If there is no reference genome or transcriptome, reads can assembled to create 'contigs'.

    reads           CCTGATTCAT           TT--GATAATG         ACGTGTAC
                   AGCCT--ATT                    TAGAT--ATGG           GTGTACCAT
                           CTGATTCATTA      TTAGATAA           CACGTGT
 
contigs       AGCCTGATTCATTA       TTAGATAATGG    CACGTGTACCAT

 Here the reads are overlapped by looking at matching pieces. The – indicates the matching software placed a gap there so that it would match with another string. Or it might indicate a location with such a low quality score that was taken out. These 'contigs' become your reference.

Assembly might be done even if there is a reference to correct errors in the reference or to investigate genomic or transscriptomic variants.
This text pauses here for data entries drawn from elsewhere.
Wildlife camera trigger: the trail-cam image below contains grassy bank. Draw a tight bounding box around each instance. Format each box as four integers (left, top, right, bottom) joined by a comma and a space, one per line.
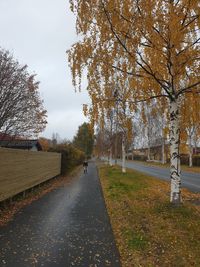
99, 165, 200, 267
0, 165, 82, 227
129, 160, 200, 173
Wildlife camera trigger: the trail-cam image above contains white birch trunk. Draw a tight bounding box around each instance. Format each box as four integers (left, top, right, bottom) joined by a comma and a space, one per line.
109, 150, 113, 166
147, 144, 151, 160
189, 136, 193, 167
170, 100, 181, 204
122, 134, 126, 173
162, 138, 165, 164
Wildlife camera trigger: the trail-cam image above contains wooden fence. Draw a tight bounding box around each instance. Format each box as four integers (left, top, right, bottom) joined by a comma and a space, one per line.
0, 148, 61, 201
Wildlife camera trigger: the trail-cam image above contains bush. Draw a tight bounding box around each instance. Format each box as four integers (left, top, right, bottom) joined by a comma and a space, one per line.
49, 144, 85, 175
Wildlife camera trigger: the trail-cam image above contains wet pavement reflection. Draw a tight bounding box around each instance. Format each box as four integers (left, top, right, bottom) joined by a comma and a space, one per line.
0, 162, 121, 267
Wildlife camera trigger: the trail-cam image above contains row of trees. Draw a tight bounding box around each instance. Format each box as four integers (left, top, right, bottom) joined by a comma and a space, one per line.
68, 0, 200, 204
0, 49, 47, 139
39, 123, 94, 175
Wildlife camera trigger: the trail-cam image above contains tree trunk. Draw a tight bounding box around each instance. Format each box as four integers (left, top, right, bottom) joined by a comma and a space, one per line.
122, 134, 126, 173
170, 99, 181, 205
189, 136, 193, 167
162, 138, 165, 164
109, 147, 113, 166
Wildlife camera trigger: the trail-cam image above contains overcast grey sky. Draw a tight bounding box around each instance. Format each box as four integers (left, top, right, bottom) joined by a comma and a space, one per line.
0, 0, 89, 139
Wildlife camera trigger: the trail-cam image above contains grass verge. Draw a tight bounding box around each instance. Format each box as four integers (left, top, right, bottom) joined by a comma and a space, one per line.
130, 160, 200, 173
99, 165, 200, 267
0, 165, 82, 227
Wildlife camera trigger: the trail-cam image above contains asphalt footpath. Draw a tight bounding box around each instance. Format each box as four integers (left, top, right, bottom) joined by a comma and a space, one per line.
0, 162, 121, 267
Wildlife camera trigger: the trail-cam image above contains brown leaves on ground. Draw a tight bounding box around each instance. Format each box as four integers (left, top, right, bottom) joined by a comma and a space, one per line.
100, 166, 200, 267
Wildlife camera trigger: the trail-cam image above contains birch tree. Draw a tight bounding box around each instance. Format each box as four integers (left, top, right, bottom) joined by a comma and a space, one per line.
68, 0, 200, 204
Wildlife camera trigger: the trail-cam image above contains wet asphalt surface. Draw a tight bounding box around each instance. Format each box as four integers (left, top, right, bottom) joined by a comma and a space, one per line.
115, 160, 200, 193
0, 163, 121, 267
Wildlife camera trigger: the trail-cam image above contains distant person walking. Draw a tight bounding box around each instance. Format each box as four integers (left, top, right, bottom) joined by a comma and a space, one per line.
83, 160, 88, 173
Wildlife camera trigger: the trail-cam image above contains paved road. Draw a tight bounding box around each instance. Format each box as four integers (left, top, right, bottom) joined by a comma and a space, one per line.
118, 161, 200, 192
0, 163, 120, 267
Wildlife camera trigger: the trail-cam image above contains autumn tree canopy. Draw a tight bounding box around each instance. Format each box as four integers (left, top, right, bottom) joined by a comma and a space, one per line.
68, 0, 200, 203
0, 49, 47, 137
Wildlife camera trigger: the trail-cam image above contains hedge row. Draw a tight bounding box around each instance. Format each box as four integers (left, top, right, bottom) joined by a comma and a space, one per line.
49, 144, 85, 175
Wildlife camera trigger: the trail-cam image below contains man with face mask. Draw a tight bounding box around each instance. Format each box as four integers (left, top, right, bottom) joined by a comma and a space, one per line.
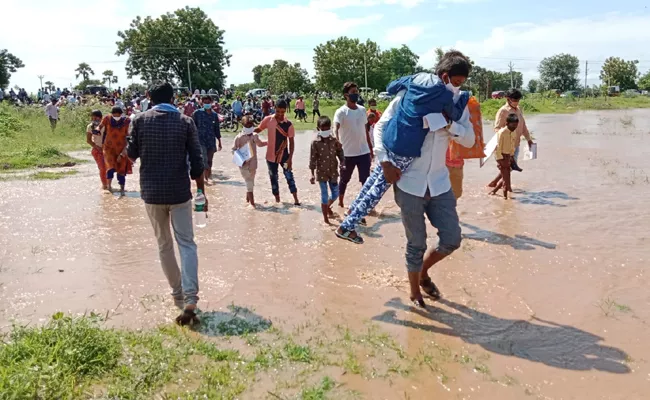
490, 89, 533, 173
334, 82, 374, 211
192, 95, 222, 182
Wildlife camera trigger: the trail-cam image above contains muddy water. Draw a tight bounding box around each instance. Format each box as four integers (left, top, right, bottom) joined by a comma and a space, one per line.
0, 111, 650, 399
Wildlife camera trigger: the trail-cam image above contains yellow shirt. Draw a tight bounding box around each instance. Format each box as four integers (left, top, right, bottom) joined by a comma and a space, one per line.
494, 127, 517, 160
494, 103, 531, 145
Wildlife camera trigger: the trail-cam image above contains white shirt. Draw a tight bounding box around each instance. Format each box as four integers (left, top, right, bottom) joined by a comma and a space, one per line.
45, 103, 59, 119
334, 105, 370, 157
374, 91, 476, 197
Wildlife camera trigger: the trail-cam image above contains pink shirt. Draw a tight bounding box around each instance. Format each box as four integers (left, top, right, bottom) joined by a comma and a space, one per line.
258, 114, 296, 162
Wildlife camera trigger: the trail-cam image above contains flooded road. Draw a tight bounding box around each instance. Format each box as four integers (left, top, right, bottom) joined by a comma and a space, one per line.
0, 110, 650, 399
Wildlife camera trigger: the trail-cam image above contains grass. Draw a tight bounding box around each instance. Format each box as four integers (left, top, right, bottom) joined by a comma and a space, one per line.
0, 312, 502, 400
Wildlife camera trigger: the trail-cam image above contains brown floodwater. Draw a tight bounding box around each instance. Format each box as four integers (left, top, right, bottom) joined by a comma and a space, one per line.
0, 110, 650, 399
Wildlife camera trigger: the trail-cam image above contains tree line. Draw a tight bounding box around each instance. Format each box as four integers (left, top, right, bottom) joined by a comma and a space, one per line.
0, 6, 650, 97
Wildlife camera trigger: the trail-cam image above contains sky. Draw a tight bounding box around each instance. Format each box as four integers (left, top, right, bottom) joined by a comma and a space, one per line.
0, 0, 650, 91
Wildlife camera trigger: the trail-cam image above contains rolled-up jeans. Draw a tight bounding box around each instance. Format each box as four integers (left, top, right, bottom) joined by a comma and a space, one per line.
145, 200, 199, 305
395, 185, 461, 272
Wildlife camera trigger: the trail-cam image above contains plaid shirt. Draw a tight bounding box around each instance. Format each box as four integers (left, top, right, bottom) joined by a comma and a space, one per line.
127, 109, 203, 204
192, 110, 221, 150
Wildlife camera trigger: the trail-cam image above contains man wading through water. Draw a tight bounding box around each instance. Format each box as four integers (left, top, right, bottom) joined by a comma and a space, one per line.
127, 83, 208, 325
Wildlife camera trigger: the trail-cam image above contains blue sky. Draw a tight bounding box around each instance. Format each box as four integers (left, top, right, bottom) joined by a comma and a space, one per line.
5, 0, 650, 90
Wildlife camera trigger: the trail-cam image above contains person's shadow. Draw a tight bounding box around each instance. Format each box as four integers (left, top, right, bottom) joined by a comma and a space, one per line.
193, 304, 272, 337
460, 222, 557, 250
373, 298, 630, 374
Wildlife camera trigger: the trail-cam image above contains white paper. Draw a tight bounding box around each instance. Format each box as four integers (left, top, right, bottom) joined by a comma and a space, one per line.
232, 143, 252, 167
524, 143, 537, 160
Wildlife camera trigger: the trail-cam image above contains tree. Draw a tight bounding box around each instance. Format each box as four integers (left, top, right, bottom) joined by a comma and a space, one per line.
639, 71, 650, 90
116, 7, 230, 90
600, 57, 639, 90
314, 36, 389, 92
74, 79, 103, 90
380, 45, 424, 82
0, 49, 25, 89
538, 54, 580, 91
252, 60, 311, 93
74, 63, 95, 81
102, 69, 117, 87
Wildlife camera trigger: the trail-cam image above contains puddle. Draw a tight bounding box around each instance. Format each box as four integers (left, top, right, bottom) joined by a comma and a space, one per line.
0, 110, 650, 399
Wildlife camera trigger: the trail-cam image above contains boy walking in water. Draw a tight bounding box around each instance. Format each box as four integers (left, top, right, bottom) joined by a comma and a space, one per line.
254, 100, 300, 206
309, 116, 345, 225
490, 113, 519, 199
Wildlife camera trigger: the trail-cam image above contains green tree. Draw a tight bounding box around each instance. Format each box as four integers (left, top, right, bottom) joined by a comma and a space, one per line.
116, 7, 230, 90
538, 54, 580, 91
314, 36, 390, 93
75, 79, 103, 90
600, 57, 639, 90
102, 69, 117, 87
0, 49, 25, 89
74, 63, 95, 81
639, 71, 650, 90
375, 45, 424, 82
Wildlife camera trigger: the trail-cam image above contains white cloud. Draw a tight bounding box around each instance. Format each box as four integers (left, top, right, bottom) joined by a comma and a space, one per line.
384, 25, 424, 45
420, 14, 650, 85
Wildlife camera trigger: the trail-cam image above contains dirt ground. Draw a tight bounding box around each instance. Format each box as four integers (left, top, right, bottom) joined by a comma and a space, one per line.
0, 110, 650, 399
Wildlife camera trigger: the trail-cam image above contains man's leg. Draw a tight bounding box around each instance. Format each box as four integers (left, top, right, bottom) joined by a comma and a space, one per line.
420, 190, 461, 295
266, 160, 280, 203
339, 157, 357, 207
145, 204, 183, 302
282, 165, 300, 206
169, 200, 199, 309
395, 185, 427, 305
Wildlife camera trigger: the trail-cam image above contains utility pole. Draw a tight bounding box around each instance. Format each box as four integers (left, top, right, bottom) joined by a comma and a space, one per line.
187, 49, 192, 93
508, 61, 515, 88
585, 61, 589, 97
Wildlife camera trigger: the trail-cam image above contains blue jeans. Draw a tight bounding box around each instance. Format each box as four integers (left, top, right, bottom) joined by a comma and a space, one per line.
145, 200, 199, 304
266, 160, 298, 196
395, 185, 461, 272
341, 152, 415, 231
318, 179, 339, 204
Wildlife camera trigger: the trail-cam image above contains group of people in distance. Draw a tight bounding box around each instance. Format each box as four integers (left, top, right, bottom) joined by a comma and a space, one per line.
83, 51, 532, 324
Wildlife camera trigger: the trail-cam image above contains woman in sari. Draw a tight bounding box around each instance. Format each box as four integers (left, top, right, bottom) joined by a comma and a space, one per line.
101, 107, 132, 196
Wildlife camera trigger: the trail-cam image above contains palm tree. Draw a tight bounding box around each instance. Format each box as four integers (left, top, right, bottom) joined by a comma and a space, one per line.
75, 63, 95, 81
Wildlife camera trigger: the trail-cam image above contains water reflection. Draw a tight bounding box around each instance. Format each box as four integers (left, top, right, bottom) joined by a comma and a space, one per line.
373, 298, 631, 374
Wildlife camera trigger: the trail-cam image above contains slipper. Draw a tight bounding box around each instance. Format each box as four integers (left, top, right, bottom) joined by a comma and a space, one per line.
334, 228, 363, 244
176, 309, 200, 326
420, 278, 442, 300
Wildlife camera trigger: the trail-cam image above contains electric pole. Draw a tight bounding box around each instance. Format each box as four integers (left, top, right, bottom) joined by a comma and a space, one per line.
585, 61, 589, 97
508, 61, 515, 88
187, 49, 192, 93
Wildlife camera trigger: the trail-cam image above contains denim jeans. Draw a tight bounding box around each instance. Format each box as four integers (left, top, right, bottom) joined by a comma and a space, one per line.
266, 160, 298, 196
395, 185, 461, 272
145, 200, 199, 304
318, 179, 339, 204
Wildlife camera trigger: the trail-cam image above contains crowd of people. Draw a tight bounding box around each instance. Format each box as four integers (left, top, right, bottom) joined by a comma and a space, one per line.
76, 51, 532, 324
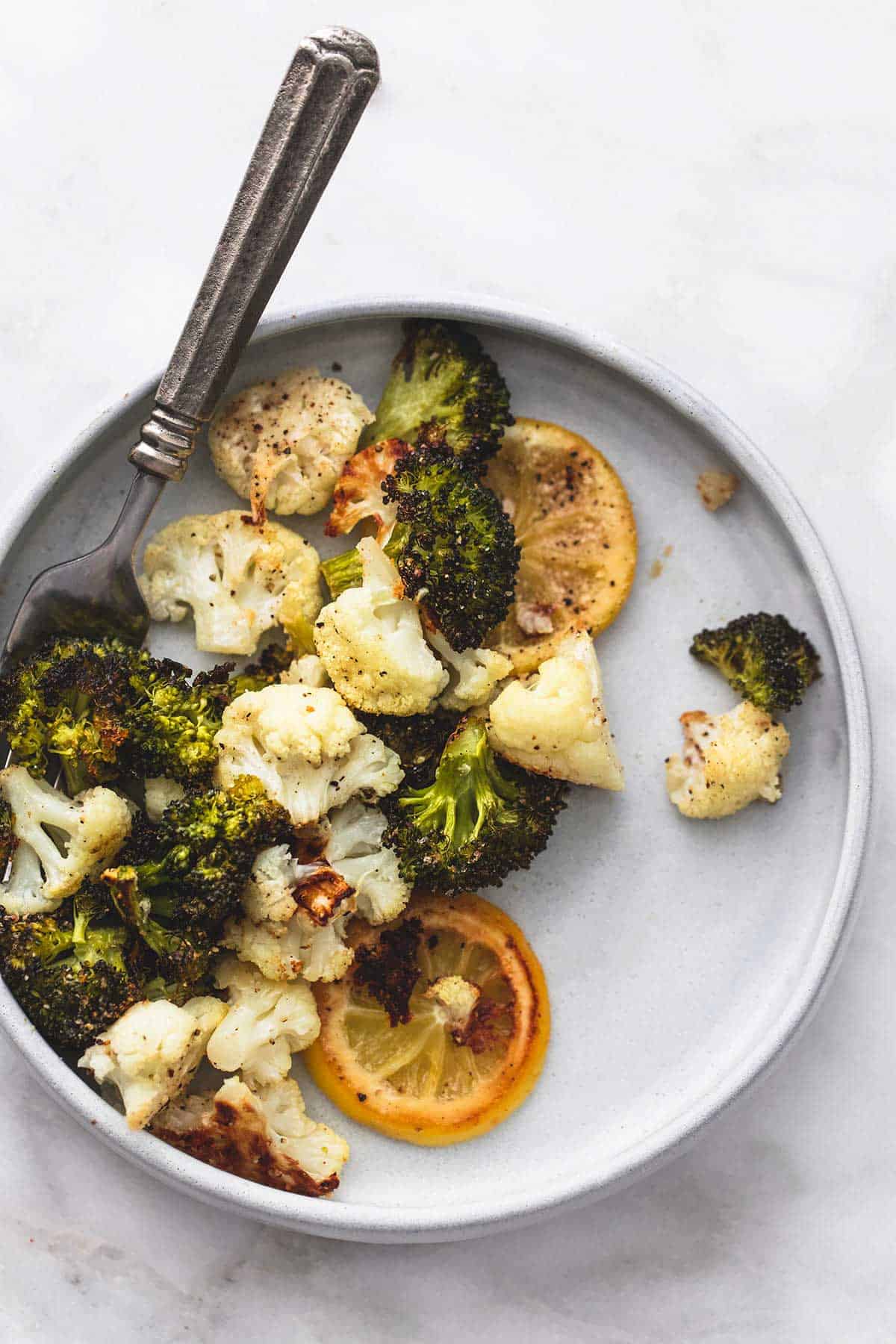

Assembly is improved with longer  reads, i.e. the longer the pieces that you have the better chance you have of being able to match things up correctly. 

Now that we have so much sequencing capacity in a single run, we often run multiple samples in the same run.  This is called multiplexing.  To identify the nucleotides from the individual samples, a short identification sequence of C,G,A,T called a barcode is added during the sample preparation.  Each fragment from the same sample should have the same barcode, so after sequencing the reads can be sorted into samples.  It is quite common to run 2 to 8 samples in the lane and currently up to 44=256 barcodes can be used with some sequencing technologies.

Multiplexing is particularly convenient if you are trying to assemble a transcriptome.   You can extract RNA from several tissue types that might have different gene expression, bar code and then run them together, so that you are doing the assembly from a very rich set of RNAs. You can cover most of the gene expression, and at the same time you can get tissue specific information.

Massively parallel sequencing is also useful when you have mixed samples such as virus-infected cells or entire microbiomes, such as the intestinal organisms or soil samples.  Everything in the sample can be sequenced.  The mapping programs are then used to assign the reads to their organisms of origin.